Sifu Dillard describes three kinds of learning: visual (learning
by watching the teacher), kinetic (learning by performing the
exercises), and verbal (learning through descriptive metaphorical
instructions). He urges us to figure out what mix of the three
makes up our own learning style. He is also careful to avoid
the discouragement that can come from contemplating the intricacy
of T'ai Chi by layering the lessons, so that we learn the broad
strokes of a posture first and fill in detail slowly over subsequent
weeks and months.
Of course, despite giving myself permission to be mediocre, I
was extremely anxious at the beginning that I would never get
it at all. Over the first few months, I discovered I could begin
to learn T'ai Chi only when I relaxed and accepted the
traditional wisdom that it is an art to be learned very slowly,
in the progressive way my teacher understood.
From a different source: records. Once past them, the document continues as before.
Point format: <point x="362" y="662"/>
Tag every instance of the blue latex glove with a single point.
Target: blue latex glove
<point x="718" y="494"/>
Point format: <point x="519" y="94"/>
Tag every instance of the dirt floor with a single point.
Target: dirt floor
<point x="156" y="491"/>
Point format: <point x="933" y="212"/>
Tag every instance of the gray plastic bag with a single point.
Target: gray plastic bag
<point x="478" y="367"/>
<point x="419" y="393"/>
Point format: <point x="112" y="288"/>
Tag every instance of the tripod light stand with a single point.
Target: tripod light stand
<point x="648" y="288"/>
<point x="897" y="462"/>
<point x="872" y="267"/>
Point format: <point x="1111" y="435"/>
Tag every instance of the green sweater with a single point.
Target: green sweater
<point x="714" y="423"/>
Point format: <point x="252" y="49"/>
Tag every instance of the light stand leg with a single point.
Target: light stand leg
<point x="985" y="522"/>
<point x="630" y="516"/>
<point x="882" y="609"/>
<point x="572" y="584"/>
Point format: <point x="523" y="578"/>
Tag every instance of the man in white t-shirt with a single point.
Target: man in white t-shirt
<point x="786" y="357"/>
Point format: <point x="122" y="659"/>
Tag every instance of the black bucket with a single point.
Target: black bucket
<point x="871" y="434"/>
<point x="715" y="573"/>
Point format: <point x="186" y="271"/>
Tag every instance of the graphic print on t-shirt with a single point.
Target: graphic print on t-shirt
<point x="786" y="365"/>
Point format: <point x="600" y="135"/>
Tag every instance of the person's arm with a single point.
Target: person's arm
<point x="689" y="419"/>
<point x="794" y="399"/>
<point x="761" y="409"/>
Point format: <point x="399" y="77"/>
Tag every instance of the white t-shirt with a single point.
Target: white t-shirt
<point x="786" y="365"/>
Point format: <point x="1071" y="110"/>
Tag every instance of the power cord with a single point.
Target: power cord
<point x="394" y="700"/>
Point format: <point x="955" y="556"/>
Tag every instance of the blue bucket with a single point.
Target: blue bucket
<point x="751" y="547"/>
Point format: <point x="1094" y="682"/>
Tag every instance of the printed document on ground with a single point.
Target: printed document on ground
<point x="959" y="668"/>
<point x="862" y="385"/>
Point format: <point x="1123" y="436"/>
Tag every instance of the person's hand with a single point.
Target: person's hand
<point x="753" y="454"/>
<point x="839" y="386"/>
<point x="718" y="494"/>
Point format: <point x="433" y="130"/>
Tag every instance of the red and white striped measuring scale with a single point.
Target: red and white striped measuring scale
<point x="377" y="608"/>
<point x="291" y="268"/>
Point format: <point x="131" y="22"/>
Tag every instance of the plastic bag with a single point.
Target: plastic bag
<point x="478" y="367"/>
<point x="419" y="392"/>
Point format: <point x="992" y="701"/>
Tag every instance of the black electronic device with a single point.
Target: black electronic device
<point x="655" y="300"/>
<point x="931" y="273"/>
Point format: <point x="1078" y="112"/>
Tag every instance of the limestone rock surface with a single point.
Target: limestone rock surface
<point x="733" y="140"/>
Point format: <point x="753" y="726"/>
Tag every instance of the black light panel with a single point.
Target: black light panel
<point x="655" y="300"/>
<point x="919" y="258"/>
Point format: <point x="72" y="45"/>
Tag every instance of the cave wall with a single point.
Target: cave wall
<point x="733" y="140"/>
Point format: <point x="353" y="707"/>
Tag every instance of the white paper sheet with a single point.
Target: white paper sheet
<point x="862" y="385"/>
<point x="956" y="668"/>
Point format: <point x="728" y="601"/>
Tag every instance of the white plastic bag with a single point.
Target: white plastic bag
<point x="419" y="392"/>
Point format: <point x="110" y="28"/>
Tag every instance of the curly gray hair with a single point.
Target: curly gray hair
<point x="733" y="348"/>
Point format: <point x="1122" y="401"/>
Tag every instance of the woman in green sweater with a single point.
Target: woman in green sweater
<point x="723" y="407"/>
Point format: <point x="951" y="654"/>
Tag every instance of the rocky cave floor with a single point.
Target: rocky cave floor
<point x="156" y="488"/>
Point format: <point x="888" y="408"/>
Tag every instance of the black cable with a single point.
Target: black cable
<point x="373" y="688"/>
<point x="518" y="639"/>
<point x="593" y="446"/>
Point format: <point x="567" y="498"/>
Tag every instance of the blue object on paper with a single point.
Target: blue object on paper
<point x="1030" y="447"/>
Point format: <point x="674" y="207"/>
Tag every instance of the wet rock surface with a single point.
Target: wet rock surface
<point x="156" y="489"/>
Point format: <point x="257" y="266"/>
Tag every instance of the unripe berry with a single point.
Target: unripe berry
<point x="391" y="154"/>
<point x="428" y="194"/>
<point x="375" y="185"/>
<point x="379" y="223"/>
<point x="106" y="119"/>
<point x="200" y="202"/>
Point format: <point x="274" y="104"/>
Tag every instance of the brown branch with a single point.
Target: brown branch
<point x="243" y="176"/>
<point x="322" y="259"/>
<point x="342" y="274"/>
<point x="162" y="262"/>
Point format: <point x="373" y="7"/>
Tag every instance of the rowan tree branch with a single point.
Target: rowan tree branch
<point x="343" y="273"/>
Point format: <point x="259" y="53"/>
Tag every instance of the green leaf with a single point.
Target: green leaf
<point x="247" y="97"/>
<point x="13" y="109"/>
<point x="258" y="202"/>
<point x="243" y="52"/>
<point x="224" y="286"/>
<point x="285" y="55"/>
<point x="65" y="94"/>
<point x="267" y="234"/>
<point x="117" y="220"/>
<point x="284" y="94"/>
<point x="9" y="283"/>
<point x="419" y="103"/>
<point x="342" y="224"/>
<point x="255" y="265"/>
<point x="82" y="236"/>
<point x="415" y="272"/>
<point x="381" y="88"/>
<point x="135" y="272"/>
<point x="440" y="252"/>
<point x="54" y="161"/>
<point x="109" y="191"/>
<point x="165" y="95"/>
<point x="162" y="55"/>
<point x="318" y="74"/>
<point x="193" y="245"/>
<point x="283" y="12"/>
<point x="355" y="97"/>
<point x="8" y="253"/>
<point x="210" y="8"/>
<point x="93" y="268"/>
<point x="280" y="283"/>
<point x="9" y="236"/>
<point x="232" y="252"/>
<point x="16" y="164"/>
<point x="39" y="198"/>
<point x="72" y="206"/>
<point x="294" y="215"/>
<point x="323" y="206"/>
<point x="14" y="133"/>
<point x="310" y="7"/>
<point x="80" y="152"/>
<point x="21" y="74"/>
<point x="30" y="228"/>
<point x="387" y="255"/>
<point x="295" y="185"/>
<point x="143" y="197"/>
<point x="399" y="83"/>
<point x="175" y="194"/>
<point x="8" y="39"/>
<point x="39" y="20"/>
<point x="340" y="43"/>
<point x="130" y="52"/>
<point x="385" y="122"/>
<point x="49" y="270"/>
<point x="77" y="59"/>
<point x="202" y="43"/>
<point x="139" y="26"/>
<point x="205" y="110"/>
I also realized
that I couldn't learn it just by attending the weekly lesson.
I need to practice on my own (kinetic learning) with my teacher's
instructive voice in my head (verbal learning). For me, the real
trick is concentrating on finding all the things I don't understand
(how do I get from this posture to that posture? which hand is
on top in this gesture?) so that I know what to focus on in my
Sifu's next lesson. While it is practically impossible to think
about anything other than the demands of the moment while you
are doing T'ai Chi (shift your weight to the left foot, bring
your left arm back, bring your right hand across your face),
you can mull things over afterwards. I realize I am discerning
larger lessons about the yin and yang of learning: that mastery
comes only through the daily practice of admitting deficiency,
and that you can only become someone's student by becoming your
own teacher.
This very direct experience of the union of opposites is going
to shape my teaching over the next few years. I have a new sense
of a responsibility to guide students into, through, and out
of the productive but uncomfortable stage of confessed ignorance
and to reacquaint them with the sheer pleasure of learning new
things. To that end, I'm trying to figure out how to apply the
techniques of layered lessons to my classes in reading texts
and writing about them. I'm also taking what I've learned about
teaching styles directly to my students, urging them to think
about how they learn and stressing self-tutoring as a life-long
necessity. In essence, I've learned that every student must be
a little bit of a teacher, and every teacher must be a little
bit of a student. But the most powerful yin-yang irony is that
in trying to rebel against the life of the mind and my identity
as tenured professor, I learned inadvertently how to be a better
teacher.
Kate
Nickerson is an associate professor in the Graduate Institute
of the Liberal Arts and the English department. She is the current
recipient of the Award for Teaching Excellence in the Humanities
from the Center for Teaching and Curriculum.